Alle lezioni teoriche si sono alternate prove pratiche su siti con potenziale archeologico
CHIUSI. Dal 27 al 30 aprile si è svolto a Chiusi il primo corso di georadar applicato all’archeologia rivolto alla formazione di personale specializzato per l’esecuzione di prospezioni geofisiche nell’ambito dell’ingegneria civile e dei beni culturali e architettonici. Il corso è stato promosso da Novatest SRL, in accordo con la Soprintendenza Archeologia, Belle Arti e Paesaggio per le Province di Siena, Grosseto e Arezzo, la Direzione regionale Musei nazionali Toscana, il Centro CADMO dell’Università per Stranieri di Siena e il Comune di Chiusi. Alle lezioni teoriche frontali, svolte nell’auditorium di San Francesco, si sono alternate prove pratiche sperimentali di acquisizione sul campo su siti con potenziale archeologico, in particolare presso piazza del Duomo e la necropoli di Poggio Renzo. Nell’ambito del corso la città e il territorio di Chiusi costituiscono un laboratorio sperimentale di grande valore, in ragione soprattutto della eccezionale complessità stratigrafica della città dall’età etrusca a quella moderna. Al corso hanno partecipato, oltre a tecnici libero professionisti, anche i funzionari archeologi della Soprintendenza.
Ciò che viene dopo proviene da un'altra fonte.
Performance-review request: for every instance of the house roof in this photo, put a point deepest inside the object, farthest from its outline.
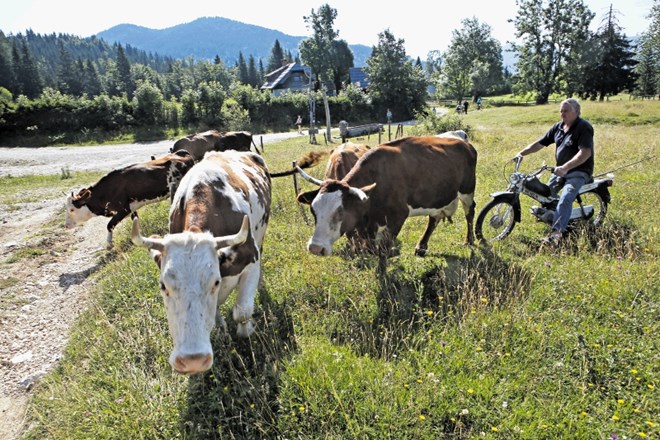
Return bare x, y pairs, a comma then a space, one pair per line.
279, 76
Per i partecipanti, ospiti nella foresteria del Collegio Paolozzi, è stata anche l’occasione per trascorrere quattro giorni nel centro storico e visitare il Museo Nazionale accompagnati dal Direttore Fabrizio Vallelonga. “Per l’Amministrazione comunale – commenta l’assessore alla Cultura Mattia Bischeri – l’organizzazione di questo corso rappresenta un’ulteriore opportunità per dare seguito a un programma organico di ricerca e tutela del patrimonio archeologico in affiancamento agli enti statali, basato sull’uso di moderne tecniche di acquisizione non invasive, che ha permesso di acquisire molti dati utili alla programmazione di future attività archeologiche.
Dal 2023 ad oggi sono state condotte due campagne di indagini non invasive in regime di concessione, per un totale di quasi 30.000 m2 di superficie indagata su aree a potenziale archeologico, che hanno portato ad esplorare alcuni siti chiave del centro storico (I Forti, Duomo, Orto vescovile, via Longobardi, Porta Lavinia) e il sito in loc. La Badiola”.